Rewriting a Git repository
Unlimited growth (in a bad way)
This is part one of a series:
In order to understand this story, we'll need an appropriate mental model of Git. At their core, version control systems save previous states of a project. That way programmers can wind back time to figure out how bugs were introduced. An analogy could be recording a chess game so that interested observers could analyze important moves. Take, for instance, Deep Blue versus Kasparov, 1997, Game 6.

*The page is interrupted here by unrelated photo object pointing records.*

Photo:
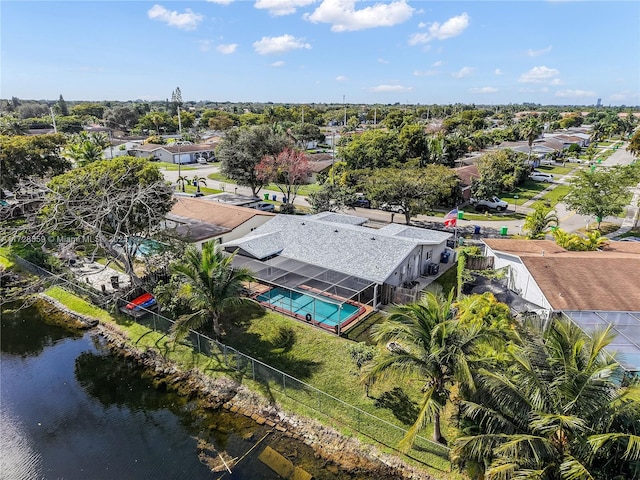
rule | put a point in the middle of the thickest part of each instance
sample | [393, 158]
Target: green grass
[173, 167]
[556, 169]
[5, 258]
[316, 357]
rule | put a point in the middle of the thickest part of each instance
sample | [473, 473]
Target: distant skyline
[324, 51]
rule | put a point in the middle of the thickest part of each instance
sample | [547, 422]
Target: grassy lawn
[5, 258]
[525, 192]
[555, 169]
[314, 356]
[174, 167]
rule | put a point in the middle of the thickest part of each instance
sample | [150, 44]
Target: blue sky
[323, 51]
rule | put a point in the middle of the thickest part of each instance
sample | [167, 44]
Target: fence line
[324, 403]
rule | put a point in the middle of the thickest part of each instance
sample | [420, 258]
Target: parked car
[493, 203]
[264, 206]
[392, 208]
[541, 176]
[362, 202]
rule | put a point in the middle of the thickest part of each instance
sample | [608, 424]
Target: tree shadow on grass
[400, 405]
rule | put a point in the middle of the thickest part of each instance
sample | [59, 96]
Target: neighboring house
[201, 220]
[593, 289]
[174, 153]
[466, 175]
[373, 262]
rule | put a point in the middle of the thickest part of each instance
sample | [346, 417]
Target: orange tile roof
[606, 280]
[215, 213]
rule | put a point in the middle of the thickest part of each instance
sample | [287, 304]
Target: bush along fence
[333, 411]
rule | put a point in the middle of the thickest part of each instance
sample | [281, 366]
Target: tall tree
[242, 149]
[288, 169]
[22, 157]
[539, 221]
[555, 411]
[599, 193]
[115, 203]
[211, 286]
[530, 131]
[427, 340]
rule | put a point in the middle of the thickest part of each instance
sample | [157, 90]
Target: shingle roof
[333, 241]
[215, 213]
[601, 280]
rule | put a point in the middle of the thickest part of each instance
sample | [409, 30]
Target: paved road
[569, 220]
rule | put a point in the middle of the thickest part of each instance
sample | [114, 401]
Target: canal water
[71, 410]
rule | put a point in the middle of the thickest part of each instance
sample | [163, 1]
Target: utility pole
[345, 111]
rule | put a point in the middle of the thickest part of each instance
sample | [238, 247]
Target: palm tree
[425, 339]
[182, 181]
[538, 222]
[555, 412]
[211, 285]
[531, 130]
[196, 181]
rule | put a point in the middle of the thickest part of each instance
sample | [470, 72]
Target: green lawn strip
[525, 192]
[6, 257]
[555, 169]
[318, 358]
[553, 197]
[173, 167]
[205, 190]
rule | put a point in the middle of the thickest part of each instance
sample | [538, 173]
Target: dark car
[361, 202]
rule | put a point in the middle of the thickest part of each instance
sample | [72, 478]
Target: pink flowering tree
[287, 170]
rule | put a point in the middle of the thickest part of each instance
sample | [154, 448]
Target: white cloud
[483, 90]
[185, 21]
[463, 72]
[540, 74]
[390, 88]
[282, 7]
[227, 49]
[425, 73]
[277, 45]
[537, 53]
[575, 93]
[451, 28]
[624, 96]
[344, 17]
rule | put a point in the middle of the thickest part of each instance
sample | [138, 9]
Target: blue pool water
[296, 302]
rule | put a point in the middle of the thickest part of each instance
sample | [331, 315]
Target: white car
[488, 204]
[541, 176]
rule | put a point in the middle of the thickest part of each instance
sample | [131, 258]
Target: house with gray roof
[379, 260]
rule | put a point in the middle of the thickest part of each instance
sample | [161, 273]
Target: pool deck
[362, 312]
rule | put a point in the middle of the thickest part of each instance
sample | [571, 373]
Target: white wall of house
[520, 280]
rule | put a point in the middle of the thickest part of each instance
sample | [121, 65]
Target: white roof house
[388, 257]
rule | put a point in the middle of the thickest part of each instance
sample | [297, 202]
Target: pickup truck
[493, 203]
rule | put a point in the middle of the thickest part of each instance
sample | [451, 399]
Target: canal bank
[338, 453]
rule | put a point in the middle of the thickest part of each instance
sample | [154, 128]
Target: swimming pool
[311, 308]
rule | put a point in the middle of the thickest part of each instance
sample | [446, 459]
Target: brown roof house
[201, 220]
[595, 290]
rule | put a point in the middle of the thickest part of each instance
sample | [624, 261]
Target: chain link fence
[335, 412]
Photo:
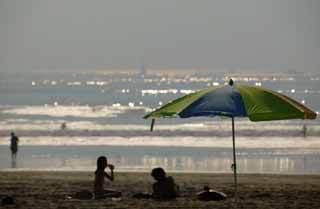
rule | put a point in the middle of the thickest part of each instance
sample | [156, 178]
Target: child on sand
[165, 187]
[100, 176]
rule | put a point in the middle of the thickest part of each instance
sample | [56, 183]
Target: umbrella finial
[231, 82]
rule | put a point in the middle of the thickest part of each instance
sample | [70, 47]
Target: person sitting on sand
[165, 187]
[100, 175]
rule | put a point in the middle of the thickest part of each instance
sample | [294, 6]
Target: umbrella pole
[234, 159]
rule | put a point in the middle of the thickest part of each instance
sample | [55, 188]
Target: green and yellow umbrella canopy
[257, 103]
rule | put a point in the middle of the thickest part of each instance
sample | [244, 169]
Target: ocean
[65, 120]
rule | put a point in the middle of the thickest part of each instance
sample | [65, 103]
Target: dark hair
[158, 173]
[101, 161]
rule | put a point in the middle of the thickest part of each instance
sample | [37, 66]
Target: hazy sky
[215, 34]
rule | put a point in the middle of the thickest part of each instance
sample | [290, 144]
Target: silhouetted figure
[14, 147]
[165, 187]
[208, 194]
[7, 200]
[63, 126]
[304, 130]
[100, 176]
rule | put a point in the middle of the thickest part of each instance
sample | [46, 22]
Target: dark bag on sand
[84, 195]
[209, 194]
[7, 201]
[143, 195]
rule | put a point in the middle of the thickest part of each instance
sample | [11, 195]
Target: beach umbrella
[256, 103]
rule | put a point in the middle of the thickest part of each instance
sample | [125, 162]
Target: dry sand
[49, 190]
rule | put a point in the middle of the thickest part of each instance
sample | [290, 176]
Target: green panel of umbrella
[256, 103]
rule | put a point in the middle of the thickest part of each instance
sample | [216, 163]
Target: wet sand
[48, 189]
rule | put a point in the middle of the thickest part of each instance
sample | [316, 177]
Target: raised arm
[111, 176]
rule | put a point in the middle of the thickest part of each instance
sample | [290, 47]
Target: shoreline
[49, 189]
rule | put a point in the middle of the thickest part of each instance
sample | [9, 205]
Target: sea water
[65, 120]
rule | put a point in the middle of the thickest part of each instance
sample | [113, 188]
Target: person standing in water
[14, 146]
[100, 175]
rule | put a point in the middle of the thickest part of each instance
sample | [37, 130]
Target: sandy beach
[48, 189]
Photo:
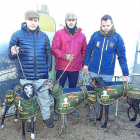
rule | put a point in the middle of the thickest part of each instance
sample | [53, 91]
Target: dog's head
[29, 90]
[98, 82]
[48, 84]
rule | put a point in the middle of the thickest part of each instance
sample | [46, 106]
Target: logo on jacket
[111, 44]
[97, 44]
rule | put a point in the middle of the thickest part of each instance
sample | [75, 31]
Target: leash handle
[20, 65]
[64, 71]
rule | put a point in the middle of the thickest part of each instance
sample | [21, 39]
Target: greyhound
[26, 92]
[50, 84]
[99, 83]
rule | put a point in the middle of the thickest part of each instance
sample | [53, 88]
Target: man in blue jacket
[33, 48]
[101, 53]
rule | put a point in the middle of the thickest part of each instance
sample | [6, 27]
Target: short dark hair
[106, 17]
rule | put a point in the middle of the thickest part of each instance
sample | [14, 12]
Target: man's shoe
[49, 123]
[75, 114]
[55, 116]
[28, 127]
[111, 117]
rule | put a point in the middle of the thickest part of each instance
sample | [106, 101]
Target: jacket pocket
[106, 45]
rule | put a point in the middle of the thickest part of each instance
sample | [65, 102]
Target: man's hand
[126, 78]
[85, 69]
[14, 50]
[69, 57]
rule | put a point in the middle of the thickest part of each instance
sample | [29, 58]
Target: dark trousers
[72, 79]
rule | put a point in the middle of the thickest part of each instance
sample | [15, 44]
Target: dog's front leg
[106, 116]
[3, 118]
[23, 129]
[32, 129]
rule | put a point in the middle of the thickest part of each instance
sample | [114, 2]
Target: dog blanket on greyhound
[115, 90]
[26, 108]
[67, 100]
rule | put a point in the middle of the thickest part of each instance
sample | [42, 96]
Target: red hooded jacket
[64, 43]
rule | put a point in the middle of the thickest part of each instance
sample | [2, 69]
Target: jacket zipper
[101, 55]
[112, 58]
[107, 45]
[35, 56]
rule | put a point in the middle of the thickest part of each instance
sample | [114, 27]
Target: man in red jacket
[69, 44]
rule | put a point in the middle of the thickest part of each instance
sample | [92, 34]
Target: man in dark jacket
[35, 59]
[101, 53]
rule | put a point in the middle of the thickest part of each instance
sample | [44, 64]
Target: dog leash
[64, 71]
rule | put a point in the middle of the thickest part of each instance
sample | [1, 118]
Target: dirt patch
[79, 128]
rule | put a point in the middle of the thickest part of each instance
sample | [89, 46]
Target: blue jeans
[106, 78]
[72, 79]
[43, 98]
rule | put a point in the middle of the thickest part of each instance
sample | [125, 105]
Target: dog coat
[26, 108]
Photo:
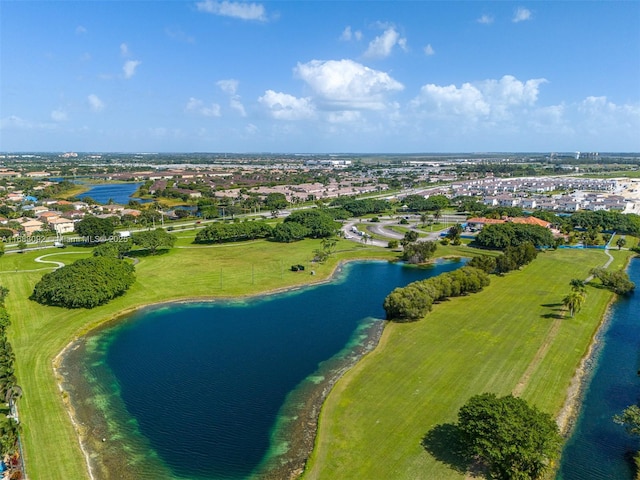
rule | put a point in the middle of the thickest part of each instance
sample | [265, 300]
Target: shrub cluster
[512, 259]
[9, 427]
[86, 283]
[233, 232]
[503, 235]
[416, 299]
[618, 281]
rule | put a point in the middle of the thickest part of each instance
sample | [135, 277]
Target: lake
[120, 193]
[598, 448]
[219, 390]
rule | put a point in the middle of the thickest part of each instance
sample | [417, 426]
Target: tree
[276, 201]
[154, 239]
[574, 302]
[578, 285]
[85, 283]
[113, 249]
[94, 228]
[409, 237]
[289, 232]
[515, 440]
[630, 419]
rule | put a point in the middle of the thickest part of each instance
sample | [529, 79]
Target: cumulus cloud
[240, 10]
[382, 45]
[59, 115]
[129, 68]
[228, 86]
[491, 99]
[283, 106]
[522, 15]
[347, 85]
[95, 103]
[195, 105]
[348, 35]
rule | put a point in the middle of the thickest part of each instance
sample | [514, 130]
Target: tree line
[414, 301]
[9, 389]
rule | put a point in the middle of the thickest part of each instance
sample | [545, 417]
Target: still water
[598, 448]
[196, 390]
[120, 193]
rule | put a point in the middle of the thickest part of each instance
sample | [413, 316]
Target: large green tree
[85, 283]
[515, 440]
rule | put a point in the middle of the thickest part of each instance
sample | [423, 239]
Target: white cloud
[451, 100]
[95, 103]
[382, 45]
[521, 15]
[491, 99]
[347, 85]
[179, 35]
[129, 68]
[237, 105]
[195, 105]
[241, 10]
[59, 115]
[228, 86]
[283, 106]
[348, 35]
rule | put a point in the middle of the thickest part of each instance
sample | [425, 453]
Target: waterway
[120, 193]
[598, 448]
[220, 390]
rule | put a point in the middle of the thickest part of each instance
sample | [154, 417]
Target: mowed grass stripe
[374, 421]
[39, 333]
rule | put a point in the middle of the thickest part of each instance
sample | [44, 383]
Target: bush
[86, 283]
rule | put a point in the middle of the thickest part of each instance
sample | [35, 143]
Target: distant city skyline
[319, 76]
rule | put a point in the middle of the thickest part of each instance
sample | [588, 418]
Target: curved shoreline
[570, 410]
[295, 464]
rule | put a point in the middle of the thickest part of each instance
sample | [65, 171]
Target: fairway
[417, 378]
[38, 333]
[374, 421]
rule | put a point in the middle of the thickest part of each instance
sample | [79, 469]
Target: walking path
[548, 341]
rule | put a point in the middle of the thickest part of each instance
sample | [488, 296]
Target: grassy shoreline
[425, 371]
[39, 334]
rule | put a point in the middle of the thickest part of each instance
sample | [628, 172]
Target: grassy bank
[510, 337]
[39, 333]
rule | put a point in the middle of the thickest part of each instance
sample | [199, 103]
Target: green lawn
[39, 333]
[419, 377]
[375, 419]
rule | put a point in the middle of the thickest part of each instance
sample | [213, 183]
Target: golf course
[378, 421]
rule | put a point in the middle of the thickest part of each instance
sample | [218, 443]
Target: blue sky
[319, 76]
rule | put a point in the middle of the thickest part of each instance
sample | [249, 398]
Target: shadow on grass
[445, 443]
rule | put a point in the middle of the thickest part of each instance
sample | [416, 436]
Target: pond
[213, 390]
[598, 448]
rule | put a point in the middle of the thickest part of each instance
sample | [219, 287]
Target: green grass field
[418, 377]
[510, 337]
[39, 333]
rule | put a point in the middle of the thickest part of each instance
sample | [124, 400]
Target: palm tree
[574, 302]
[578, 285]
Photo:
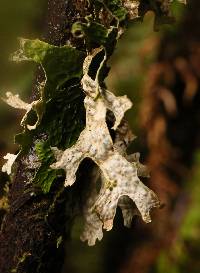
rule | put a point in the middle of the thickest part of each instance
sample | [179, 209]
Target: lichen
[120, 177]
[60, 129]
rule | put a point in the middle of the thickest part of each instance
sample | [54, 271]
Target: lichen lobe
[120, 182]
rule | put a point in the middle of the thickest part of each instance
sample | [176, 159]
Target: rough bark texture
[32, 227]
[171, 120]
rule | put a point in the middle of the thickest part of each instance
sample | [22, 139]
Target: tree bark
[171, 120]
[33, 226]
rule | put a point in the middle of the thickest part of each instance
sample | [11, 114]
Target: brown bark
[171, 121]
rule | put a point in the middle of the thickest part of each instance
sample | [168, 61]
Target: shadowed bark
[171, 120]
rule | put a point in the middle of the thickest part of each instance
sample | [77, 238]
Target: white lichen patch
[16, 102]
[120, 178]
[7, 167]
[132, 7]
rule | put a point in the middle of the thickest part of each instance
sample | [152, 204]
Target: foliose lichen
[65, 137]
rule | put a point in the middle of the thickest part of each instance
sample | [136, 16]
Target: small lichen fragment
[7, 167]
[132, 7]
[16, 102]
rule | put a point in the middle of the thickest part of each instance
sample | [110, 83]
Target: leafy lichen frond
[16, 102]
[120, 177]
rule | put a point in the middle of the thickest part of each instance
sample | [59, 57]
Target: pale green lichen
[119, 172]
[96, 143]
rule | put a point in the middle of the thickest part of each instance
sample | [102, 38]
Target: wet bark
[35, 223]
[171, 120]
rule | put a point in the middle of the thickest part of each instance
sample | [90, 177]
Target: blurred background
[160, 72]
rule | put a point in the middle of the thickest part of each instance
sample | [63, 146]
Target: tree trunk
[34, 224]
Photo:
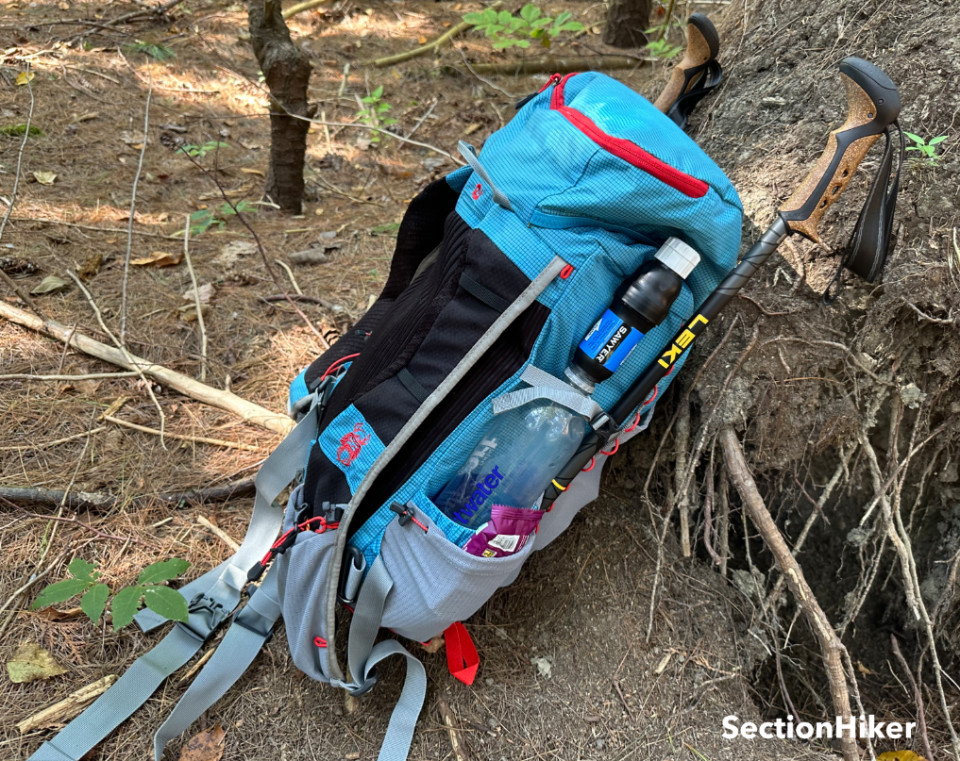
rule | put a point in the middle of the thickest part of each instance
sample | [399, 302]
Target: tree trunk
[626, 22]
[287, 72]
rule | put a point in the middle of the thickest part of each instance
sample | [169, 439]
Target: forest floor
[577, 661]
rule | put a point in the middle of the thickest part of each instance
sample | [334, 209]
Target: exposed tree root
[831, 648]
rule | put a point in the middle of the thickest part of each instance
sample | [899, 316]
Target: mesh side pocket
[304, 576]
[436, 582]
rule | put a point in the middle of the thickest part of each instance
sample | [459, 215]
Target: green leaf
[94, 601]
[82, 569]
[124, 606]
[62, 590]
[19, 130]
[166, 602]
[164, 570]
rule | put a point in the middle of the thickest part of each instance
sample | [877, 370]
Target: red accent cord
[616, 448]
[338, 362]
[627, 150]
[634, 424]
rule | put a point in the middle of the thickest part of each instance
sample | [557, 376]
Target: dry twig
[248, 411]
[831, 647]
[917, 695]
[184, 437]
[123, 349]
[23, 144]
[448, 722]
[133, 208]
[67, 708]
[196, 301]
[433, 46]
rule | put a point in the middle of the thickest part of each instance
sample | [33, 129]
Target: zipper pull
[406, 514]
[554, 81]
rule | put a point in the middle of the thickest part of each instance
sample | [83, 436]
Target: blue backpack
[499, 270]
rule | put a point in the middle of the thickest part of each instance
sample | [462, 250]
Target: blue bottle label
[610, 341]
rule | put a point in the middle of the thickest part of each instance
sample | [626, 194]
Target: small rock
[544, 667]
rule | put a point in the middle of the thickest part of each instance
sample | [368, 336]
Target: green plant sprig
[203, 219]
[373, 112]
[928, 150]
[506, 30]
[150, 590]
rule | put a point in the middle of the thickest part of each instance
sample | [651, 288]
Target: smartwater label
[610, 341]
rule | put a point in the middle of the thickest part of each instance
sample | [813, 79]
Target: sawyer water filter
[643, 305]
[524, 447]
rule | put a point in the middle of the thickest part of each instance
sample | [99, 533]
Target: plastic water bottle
[523, 448]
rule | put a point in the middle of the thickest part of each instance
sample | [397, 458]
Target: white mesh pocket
[304, 575]
[435, 582]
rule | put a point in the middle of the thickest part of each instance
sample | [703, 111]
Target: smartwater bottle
[523, 448]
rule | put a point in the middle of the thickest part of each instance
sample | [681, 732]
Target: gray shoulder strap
[363, 656]
[542, 385]
[244, 639]
[470, 154]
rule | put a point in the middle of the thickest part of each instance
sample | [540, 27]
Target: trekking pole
[696, 75]
[873, 103]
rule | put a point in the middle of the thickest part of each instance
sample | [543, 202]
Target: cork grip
[703, 43]
[872, 104]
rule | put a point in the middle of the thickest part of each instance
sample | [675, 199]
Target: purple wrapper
[505, 533]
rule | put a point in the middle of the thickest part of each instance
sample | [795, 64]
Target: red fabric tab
[462, 658]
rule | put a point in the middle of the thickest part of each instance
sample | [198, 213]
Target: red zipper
[631, 152]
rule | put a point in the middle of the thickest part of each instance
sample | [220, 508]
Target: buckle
[364, 687]
[210, 613]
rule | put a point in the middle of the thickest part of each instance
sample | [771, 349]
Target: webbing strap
[470, 154]
[367, 616]
[251, 628]
[211, 599]
[403, 720]
[545, 386]
[363, 656]
[122, 699]
[277, 472]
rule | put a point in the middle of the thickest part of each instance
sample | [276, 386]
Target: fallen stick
[433, 46]
[219, 532]
[67, 708]
[246, 410]
[293, 10]
[99, 501]
[551, 65]
[831, 648]
[25, 495]
[184, 437]
[451, 730]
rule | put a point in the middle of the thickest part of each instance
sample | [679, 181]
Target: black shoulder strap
[870, 241]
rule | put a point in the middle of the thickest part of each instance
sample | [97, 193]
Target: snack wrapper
[507, 531]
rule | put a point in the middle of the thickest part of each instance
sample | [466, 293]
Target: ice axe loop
[873, 105]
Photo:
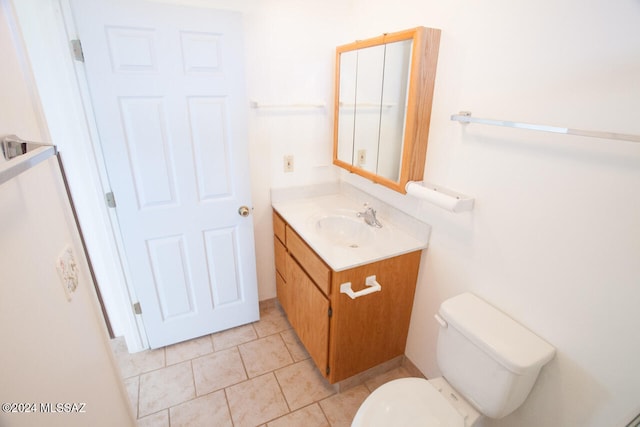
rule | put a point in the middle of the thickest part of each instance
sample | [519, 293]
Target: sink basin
[345, 230]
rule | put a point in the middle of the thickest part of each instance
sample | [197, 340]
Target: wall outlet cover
[68, 271]
[288, 163]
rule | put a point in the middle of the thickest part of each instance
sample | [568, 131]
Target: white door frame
[61, 84]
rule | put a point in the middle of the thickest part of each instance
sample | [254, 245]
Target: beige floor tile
[132, 385]
[188, 350]
[165, 387]
[233, 337]
[297, 350]
[302, 384]
[160, 419]
[342, 407]
[309, 416]
[272, 320]
[206, 411]
[264, 355]
[256, 401]
[391, 375]
[132, 364]
[218, 370]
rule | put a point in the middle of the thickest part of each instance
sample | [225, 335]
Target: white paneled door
[168, 93]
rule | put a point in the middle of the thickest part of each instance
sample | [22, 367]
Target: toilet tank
[489, 358]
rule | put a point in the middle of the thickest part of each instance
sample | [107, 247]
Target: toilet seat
[407, 402]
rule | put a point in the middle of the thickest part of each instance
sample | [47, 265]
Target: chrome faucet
[369, 216]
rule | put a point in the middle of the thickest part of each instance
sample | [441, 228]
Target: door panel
[168, 91]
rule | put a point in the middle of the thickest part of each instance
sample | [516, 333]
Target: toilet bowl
[415, 402]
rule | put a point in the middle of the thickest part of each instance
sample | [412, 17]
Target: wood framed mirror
[383, 96]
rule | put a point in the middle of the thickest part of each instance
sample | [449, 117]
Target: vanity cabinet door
[373, 328]
[309, 314]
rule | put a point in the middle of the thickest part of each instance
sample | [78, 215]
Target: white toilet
[489, 363]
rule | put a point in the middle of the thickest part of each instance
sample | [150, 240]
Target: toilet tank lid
[507, 341]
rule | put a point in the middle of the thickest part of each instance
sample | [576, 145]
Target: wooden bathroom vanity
[344, 336]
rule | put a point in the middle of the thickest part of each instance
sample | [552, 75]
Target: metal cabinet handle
[370, 282]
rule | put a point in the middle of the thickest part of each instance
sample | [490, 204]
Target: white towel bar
[465, 117]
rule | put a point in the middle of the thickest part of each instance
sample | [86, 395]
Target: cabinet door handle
[370, 282]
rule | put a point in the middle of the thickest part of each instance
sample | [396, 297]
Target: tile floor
[253, 375]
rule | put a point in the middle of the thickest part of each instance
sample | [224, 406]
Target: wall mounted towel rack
[465, 117]
[257, 105]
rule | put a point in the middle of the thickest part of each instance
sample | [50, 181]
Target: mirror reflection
[379, 84]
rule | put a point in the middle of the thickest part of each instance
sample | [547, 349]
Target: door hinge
[76, 48]
[137, 309]
[110, 199]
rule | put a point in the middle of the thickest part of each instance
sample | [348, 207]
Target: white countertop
[400, 233]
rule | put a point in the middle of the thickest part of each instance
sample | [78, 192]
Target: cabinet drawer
[284, 295]
[312, 264]
[280, 255]
[278, 227]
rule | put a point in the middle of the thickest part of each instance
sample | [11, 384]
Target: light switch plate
[68, 271]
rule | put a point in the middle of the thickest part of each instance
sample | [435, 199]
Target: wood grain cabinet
[343, 336]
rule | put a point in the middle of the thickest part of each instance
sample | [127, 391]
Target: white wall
[53, 350]
[554, 239]
[18, 114]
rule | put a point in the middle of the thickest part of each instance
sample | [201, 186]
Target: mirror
[384, 89]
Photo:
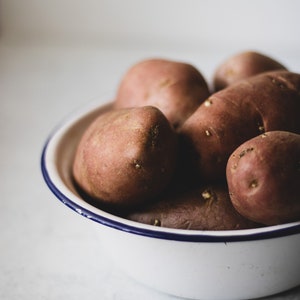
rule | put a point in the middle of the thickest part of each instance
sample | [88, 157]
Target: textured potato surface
[241, 66]
[263, 176]
[203, 208]
[126, 156]
[266, 102]
[176, 88]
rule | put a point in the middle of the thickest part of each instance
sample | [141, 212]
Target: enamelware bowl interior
[229, 264]
[56, 164]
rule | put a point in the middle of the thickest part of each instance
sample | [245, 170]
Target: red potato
[176, 88]
[263, 176]
[126, 156]
[203, 208]
[241, 66]
[265, 102]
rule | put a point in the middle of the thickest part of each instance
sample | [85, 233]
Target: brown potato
[265, 102]
[263, 177]
[175, 88]
[205, 208]
[241, 66]
[126, 156]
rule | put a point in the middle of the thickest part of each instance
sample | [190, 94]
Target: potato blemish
[156, 222]
[244, 152]
[208, 102]
[153, 136]
[253, 183]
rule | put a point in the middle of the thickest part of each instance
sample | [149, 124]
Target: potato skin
[265, 102]
[176, 88]
[263, 176]
[126, 156]
[241, 66]
[202, 208]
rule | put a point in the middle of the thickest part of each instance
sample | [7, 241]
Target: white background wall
[200, 24]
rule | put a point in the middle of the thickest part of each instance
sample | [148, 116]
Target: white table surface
[46, 250]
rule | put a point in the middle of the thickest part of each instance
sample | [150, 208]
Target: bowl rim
[77, 204]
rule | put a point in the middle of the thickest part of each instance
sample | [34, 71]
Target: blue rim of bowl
[167, 234]
[132, 227]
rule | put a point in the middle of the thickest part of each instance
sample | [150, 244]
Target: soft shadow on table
[293, 294]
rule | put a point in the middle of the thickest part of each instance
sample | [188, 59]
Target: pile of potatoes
[173, 152]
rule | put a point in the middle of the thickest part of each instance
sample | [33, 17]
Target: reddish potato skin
[241, 66]
[176, 88]
[202, 208]
[265, 102]
[263, 176]
[126, 156]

The traditional approach is to record each move:1
1.e4 c6 2.d4 d5 3.Nc3 dxe4 4.Nxe4 Nd7 5.Ng5 Ngf6 6.Bd3 e6 7.N1f3 h6 8.Nxe6 Qe7 9.O-O fxe6 10.Bg6+ Kd8 11.Bf4 b5 12.a4 Bb7 13.Re1 Nd5 14.Bg3 Kc8 15.axb5 cxb5 16.Qd3 Bc6 17.Bf5 exf5 18.Rxe7 Bxe7 19.c4 1-0
Finding the board state at a moment in time requires beginning at a known state (usually the standard setup) and applying one move at a time. This is pretty much the approach used by traditional source control systems such as SCCS, RCS and their many decedents. It's called the changeset storage method and it's the most common approach used by version control systems. The system saves the difference between individual files each time they are changed.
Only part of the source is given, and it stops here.